The Gerrymandering Battle Is Not Over

Fair Districts PA – The 2017-18 Effort

By Caryl Carpenter

About two years ago, a dedicated group of volunteers founded the non-partisan organization called Fair Districts PA. The groups represented in this coalition were: Common Cause PA, the League of Women Voters of Pennsylvania, the Committee of Seventy, the Pennsylvania Council of Churches, and others concerned about accountable government. Fair Districts PA’s goal is to end gerrymandering in Pennsylvania by changing the way congressional and state legislative districts are drawn.

The Fair Districts strategy has been to amend the PA Constitution, taking redistricting out of the hands of the state legislature and give it to an independent commission. This should take place in time for the redistricting that will take place after the 2020 Census. The first step was to propose to the legislature in Harrisburg to pass enabling legislation by June 30, 2018. Elected officials in 268 municipalities and 19 counties have adopted resolutions that ask their state legislators to support the enabling legislation. These elected officials, with both Republican and Democratic majorities, represent 6.9 million Pennsylvanians, about 54 percent of the state’s population.

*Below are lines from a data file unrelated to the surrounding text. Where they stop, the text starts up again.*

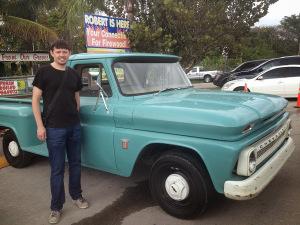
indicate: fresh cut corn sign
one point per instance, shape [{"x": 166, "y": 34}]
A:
[
  {"x": 24, "y": 57},
  {"x": 12, "y": 87},
  {"x": 106, "y": 33}
]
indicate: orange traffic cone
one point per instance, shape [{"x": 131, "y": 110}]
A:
[
  {"x": 246, "y": 88},
  {"x": 298, "y": 98}
]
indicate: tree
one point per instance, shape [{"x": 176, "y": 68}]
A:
[
  {"x": 18, "y": 23},
  {"x": 292, "y": 27},
  {"x": 189, "y": 28}
]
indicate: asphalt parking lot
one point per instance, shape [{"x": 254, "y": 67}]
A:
[{"x": 25, "y": 197}]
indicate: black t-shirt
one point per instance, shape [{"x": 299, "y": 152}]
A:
[{"x": 64, "y": 112}]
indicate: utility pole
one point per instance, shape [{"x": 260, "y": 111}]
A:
[{"x": 129, "y": 10}]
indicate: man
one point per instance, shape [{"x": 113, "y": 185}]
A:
[{"x": 61, "y": 126}]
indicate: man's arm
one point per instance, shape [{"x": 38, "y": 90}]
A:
[
  {"x": 77, "y": 98},
  {"x": 36, "y": 97}
]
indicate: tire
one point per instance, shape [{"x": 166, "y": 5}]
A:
[
  {"x": 169, "y": 174},
  {"x": 14, "y": 155},
  {"x": 207, "y": 78},
  {"x": 241, "y": 89}
]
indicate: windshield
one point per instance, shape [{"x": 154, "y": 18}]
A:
[{"x": 137, "y": 78}]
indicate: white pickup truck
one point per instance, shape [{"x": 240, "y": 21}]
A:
[{"x": 198, "y": 72}]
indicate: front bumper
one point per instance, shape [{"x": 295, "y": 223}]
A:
[{"x": 252, "y": 186}]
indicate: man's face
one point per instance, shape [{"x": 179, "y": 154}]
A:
[{"x": 60, "y": 55}]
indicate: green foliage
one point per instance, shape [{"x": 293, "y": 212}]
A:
[{"x": 291, "y": 26}]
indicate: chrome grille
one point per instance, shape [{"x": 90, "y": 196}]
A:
[{"x": 270, "y": 143}]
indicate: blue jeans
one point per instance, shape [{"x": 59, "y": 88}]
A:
[{"x": 62, "y": 141}]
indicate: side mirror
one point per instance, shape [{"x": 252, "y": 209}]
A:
[{"x": 98, "y": 81}]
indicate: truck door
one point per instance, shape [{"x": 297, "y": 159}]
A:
[{"x": 97, "y": 123}]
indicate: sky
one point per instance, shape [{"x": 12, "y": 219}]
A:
[{"x": 278, "y": 10}]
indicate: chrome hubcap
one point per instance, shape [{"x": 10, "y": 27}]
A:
[
  {"x": 13, "y": 149},
  {"x": 177, "y": 187}
]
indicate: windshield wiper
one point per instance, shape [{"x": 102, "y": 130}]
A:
[{"x": 171, "y": 89}]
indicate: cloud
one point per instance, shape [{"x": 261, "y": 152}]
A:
[{"x": 279, "y": 10}]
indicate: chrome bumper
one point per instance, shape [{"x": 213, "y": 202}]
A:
[{"x": 252, "y": 186}]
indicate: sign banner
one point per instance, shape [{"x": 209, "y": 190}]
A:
[
  {"x": 12, "y": 87},
  {"x": 24, "y": 57},
  {"x": 106, "y": 32}
]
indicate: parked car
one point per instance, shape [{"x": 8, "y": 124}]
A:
[
  {"x": 222, "y": 78},
  {"x": 280, "y": 80},
  {"x": 287, "y": 60},
  {"x": 199, "y": 72},
  {"x": 145, "y": 115}
]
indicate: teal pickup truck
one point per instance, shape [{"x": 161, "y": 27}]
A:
[{"x": 140, "y": 111}]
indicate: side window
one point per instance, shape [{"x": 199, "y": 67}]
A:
[
  {"x": 294, "y": 71},
  {"x": 268, "y": 65},
  {"x": 290, "y": 61},
  {"x": 89, "y": 75},
  {"x": 276, "y": 73}
]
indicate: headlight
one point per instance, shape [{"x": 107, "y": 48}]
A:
[
  {"x": 252, "y": 163},
  {"x": 227, "y": 85},
  {"x": 247, "y": 162}
]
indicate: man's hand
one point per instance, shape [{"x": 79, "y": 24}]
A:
[{"x": 41, "y": 133}]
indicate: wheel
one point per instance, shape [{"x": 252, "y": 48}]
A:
[
  {"x": 180, "y": 185},
  {"x": 207, "y": 78},
  {"x": 14, "y": 155},
  {"x": 240, "y": 89}
]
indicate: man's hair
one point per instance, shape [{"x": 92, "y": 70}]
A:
[{"x": 60, "y": 44}]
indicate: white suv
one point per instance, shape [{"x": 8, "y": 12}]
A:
[
  {"x": 199, "y": 73},
  {"x": 279, "y": 80}
]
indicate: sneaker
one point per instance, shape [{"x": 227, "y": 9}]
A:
[
  {"x": 81, "y": 203},
  {"x": 54, "y": 217}
]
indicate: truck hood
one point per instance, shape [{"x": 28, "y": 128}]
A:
[{"x": 206, "y": 114}]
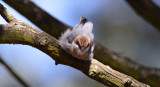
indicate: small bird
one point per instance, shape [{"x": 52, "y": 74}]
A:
[{"x": 79, "y": 41}]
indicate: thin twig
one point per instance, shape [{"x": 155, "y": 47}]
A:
[
  {"x": 7, "y": 16},
  {"x": 18, "y": 78}
]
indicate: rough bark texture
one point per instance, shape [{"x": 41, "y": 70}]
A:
[
  {"x": 18, "y": 32},
  {"x": 123, "y": 64}
]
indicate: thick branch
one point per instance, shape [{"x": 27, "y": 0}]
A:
[
  {"x": 20, "y": 80},
  {"x": 104, "y": 55},
  {"x": 22, "y": 33},
  {"x": 147, "y": 10}
]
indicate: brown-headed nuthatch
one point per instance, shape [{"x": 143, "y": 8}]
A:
[{"x": 79, "y": 41}]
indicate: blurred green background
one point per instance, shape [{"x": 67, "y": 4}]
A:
[{"x": 116, "y": 26}]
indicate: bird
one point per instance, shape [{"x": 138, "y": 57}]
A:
[{"x": 79, "y": 42}]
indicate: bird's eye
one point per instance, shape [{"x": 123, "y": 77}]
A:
[{"x": 78, "y": 44}]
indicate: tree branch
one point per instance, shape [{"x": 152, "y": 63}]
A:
[
  {"x": 22, "y": 33},
  {"x": 18, "y": 78},
  {"x": 104, "y": 55},
  {"x": 7, "y": 16},
  {"x": 147, "y": 10}
]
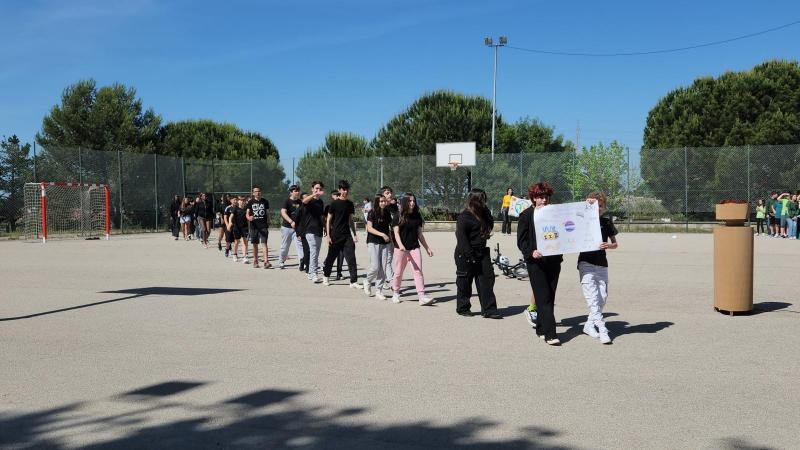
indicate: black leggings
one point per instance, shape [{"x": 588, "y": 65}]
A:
[
  {"x": 544, "y": 281},
  {"x": 482, "y": 273}
]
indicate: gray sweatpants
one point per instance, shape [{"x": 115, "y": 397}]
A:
[
  {"x": 314, "y": 246},
  {"x": 378, "y": 254},
  {"x": 594, "y": 283},
  {"x": 388, "y": 265},
  {"x": 287, "y": 236}
]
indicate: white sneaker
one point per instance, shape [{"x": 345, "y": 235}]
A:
[
  {"x": 425, "y": 301},
  {"x": 590, "y": 330}
]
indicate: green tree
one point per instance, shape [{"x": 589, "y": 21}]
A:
[
  {"x": 756, "y": 107},
  {"x": 206, "y": 139},
  {"x": 108, "y": 118},
  {"x": 441, "y": 116},
  {"x": 16, "y": 168},
  {"x": 530, "y": 136},
  {"x": 341, "y": 156},
  {"x": 598, "y": 168}
]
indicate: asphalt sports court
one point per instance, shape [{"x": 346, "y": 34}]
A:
[{"x": 145, "y": 342}]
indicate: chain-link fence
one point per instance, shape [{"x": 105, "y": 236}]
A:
[{"x": 670, "y": 185}]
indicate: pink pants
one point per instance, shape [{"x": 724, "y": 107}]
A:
[{"x": 401, "y": 258}]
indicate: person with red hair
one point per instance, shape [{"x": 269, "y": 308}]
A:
[{"x": 543, "y": 271}]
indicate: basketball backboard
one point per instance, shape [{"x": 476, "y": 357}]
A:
[{"x": 461, "y": 152}]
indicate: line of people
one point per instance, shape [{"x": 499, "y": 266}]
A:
[{"x": 395, "y": 239}]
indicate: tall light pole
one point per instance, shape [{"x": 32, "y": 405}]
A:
[{"x": 489, "y": 43}]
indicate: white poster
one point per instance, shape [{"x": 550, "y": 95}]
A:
[
  {"x": 518, "y": 205},
  {"x": 567, "y": 228}
]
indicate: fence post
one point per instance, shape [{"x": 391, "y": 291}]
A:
[
  {"x": 686, "y": 185},
  {"x": 34, "y": 162},
  {"x": 748, "y": 184},
  {"x": 119, "y": 174},
  {"x": 183, "y": 176},
  {"x": 155, "y": 185}
]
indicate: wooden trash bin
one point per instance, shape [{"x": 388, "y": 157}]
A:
[{"x": 733, "y": 260}]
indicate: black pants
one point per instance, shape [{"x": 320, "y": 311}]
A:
[
  {"x": 306, "y": 253},
  {"x": 346, "y": 247},
  {"x": 506, "y": 221},
  {"x": 482, "y": 272},
  {"x": 544, "y": 281}
]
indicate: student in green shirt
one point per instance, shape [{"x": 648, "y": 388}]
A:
[{"x": 761, "y": 214}]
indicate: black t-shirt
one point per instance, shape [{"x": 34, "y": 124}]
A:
[
  {"x": 259, "y": 210},
  {"x": 228, "y": 213},
  {"x": 409, "y": 231},
  {"x": 239, "y": 217},
  {"x": 393, "y": 210},
  {"x": 381, "y": 221},
  {"x": 290, "y": 206},
  {"x": 339, "y": 215},
  {"x": 598, "y": 257},
  {"x": 469, "y": 241},
  {"x": 312, "y": 217}
]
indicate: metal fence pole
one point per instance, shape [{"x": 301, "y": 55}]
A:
[
  {"x": 686, "y": 185},
  {"x": 155, "y": 185},
  {"x": 34, "y": 162},
  {"x": 119, "y": 174},
  {"x": 183, "y": 176},
  {"x": 80, "y": 180},
  {"x": 748, "y": 183}
]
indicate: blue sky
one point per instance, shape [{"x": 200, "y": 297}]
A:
[{"x": 296, "y": 69}]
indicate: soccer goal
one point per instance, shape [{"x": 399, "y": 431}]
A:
[{"x": 54, "y": 209}]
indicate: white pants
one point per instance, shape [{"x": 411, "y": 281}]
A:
[
  {"x": 388, "y": 266},
  {"x": 594, "y": 283},
  {"x": 287, "y": 236}
]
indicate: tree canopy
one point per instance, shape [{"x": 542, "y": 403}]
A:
[
  {"x": 207, "y": 139},
  {"x": 755, "y": 107},
  {"x": 108, "y": 118}
]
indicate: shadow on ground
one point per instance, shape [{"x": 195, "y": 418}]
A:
[
  {"x": 616, "y": 328},
  {"x": 132, "y": 293},
  {"x": 765, "y": 307},
  {"x": 268, "y": 418}
]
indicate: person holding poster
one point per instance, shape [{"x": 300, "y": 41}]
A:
[
  {"x": 593, "y": 270},
  {"x": 473, "y": 259},
  {"x": 543, "y": 271}
]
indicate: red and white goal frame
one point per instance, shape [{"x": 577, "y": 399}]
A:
[{"x": 67, "y": 209}]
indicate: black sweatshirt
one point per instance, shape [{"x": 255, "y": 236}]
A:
[
  {"x": 469, "y": 241},
  {"x": 526, "y": 240}
]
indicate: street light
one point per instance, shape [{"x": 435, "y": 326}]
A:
[{"x": 502, "y": 40}]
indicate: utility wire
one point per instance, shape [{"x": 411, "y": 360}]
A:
[{"x": 655, "y": 52}]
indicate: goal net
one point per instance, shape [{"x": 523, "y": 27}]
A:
[{"x": 55, "y": 209}]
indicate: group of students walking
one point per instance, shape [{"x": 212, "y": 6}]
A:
[
  {"x": 395, "y": 239},
  {"x": 780, "y": 215}
]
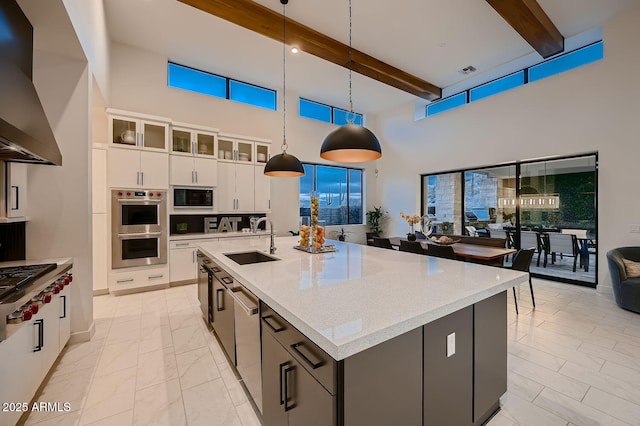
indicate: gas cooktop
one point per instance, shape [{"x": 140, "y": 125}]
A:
[{"x": 14, "y": 278}]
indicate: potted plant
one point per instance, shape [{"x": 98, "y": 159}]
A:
[
  {"x": 375, "y": 217},
  {"x": 411, "y": 220}
]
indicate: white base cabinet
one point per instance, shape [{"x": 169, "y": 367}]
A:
[
  {"x": 130, "y": 279},
  {"x": 29, "y": 353}
]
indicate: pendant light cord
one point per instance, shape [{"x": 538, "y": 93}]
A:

The 2021 redistricting will be carried out using the same process as in 2011. Whether controlled by Republicans or Democrats, the incentive to gerrymander districts to favor the party in power will still be in place.

Despite bi-partisan support in the House and Senate, the PA legislature failed to pass the legislation. The bills were stalled in Republican controlled committees that refused to let the bills come up for a vote. Later the Republicans attached poison-pill amendments that assured the bills would never pass.

The Fair Districts guiding principles are that districts must:

  • Adhere to all Constitution and Voting Rights Act requirements.
  • Make all districts as equal in population as possible with an established minimal range of deviation.
  • Respect city and county subdivisions, natural geographic features, and communities of interest.
  • Encourage geographical compactness.
  • Not be drawn for the purpose of either favoring or discriminating against a political party or candidate.

Pennsylvania Supreme Court

Meanwhile, the PA Supreme Court found that the districts in the Congressional map for Pennsylvania that were drawn in 2011 by the Republican-controlled legislature were not compact; did not minimize the splitting of city and county lines, and were distorted (gerrymandered) in ways that gave Republicans a disproportionate and unfair share of Congressional seats. The Court ordered the legislature to re-draw the Congressional district map by a specific deadline. When the legislature failed to comply with the Court order, the Court arranged to have experts re-draw the map. The new map was used in the primary last Spring and will be used for the elections this Fall on November 6th.

The New Pennsylvania 5th Congressional District

Prior to the new court-ordered map, Delaware County was divided between two Congressional districts. The First District included eastern Delaware County and parts of Philadelphia. Lansdowne was in this district, represented by Congressman Bob Brady, a Democrat. The western half of Delaware County was in the Seventh District, along with parts of Chester County, and was represented by Congressman Patrick Meehan, a Republican. Both Brady and Meehan decided not to run in 2018.

Our new district, the PA Fifth, includes all of Delaware County, parts of South Philadelphia, and the Lower Merion part of Montgomery County. Mary Gay Scanlon is the Democratic candidate for the Fifth District; Pearl Kim is the Republican candidate for the Fifth.

The newly-drawn 5th Congressional District includes the entirety of Delaware County as well as parts of Southwest Philadelphia and a small area in Southwest Montgomery County.

The Battle is Not Over

At the end of the legislative session in June, many of us thought we had lost our one opportunity to finally end gerrymandering in Pennsylvania. Even though the PA Supreme Court ordered the map re-drawn for this election cycle, no permanent change in PA’s method of redistricting was created. This means that in 2021, the redistricting that will be required after the 2020 Census will be carried out using the same process as in 2011. Whether controlled by Republicans or Democrats, the incentive to gerrymander districts to favor the party in power will still be in place.

Fair Districts PA is considering a number of alternative strategies:

  • Promote an independent commission for Congressional districts only, not state legislative districts. This does not require a PA Constitutional amendment.
  • Propose legislation to ensure transparency and public input for whatever map-drawing processes are used and to set enforceable standards for map-drawing.
  • Continue the effort to amend the PA constitution to create an independent commission for state legislative and congressional districts in place for 2031, or possibly 2021 if unexplored ways to accomplish the goal sooner are identified.

Bottom Line

We have no assurance that the lines drawn for the PA Fifth District will still be in place after 2021. Groups like Fair Districts PA will continue their work to end gerrymandering in PA.

In the meantime, be sure you know what position your state representative and your state senator have about working to end gerrymandering.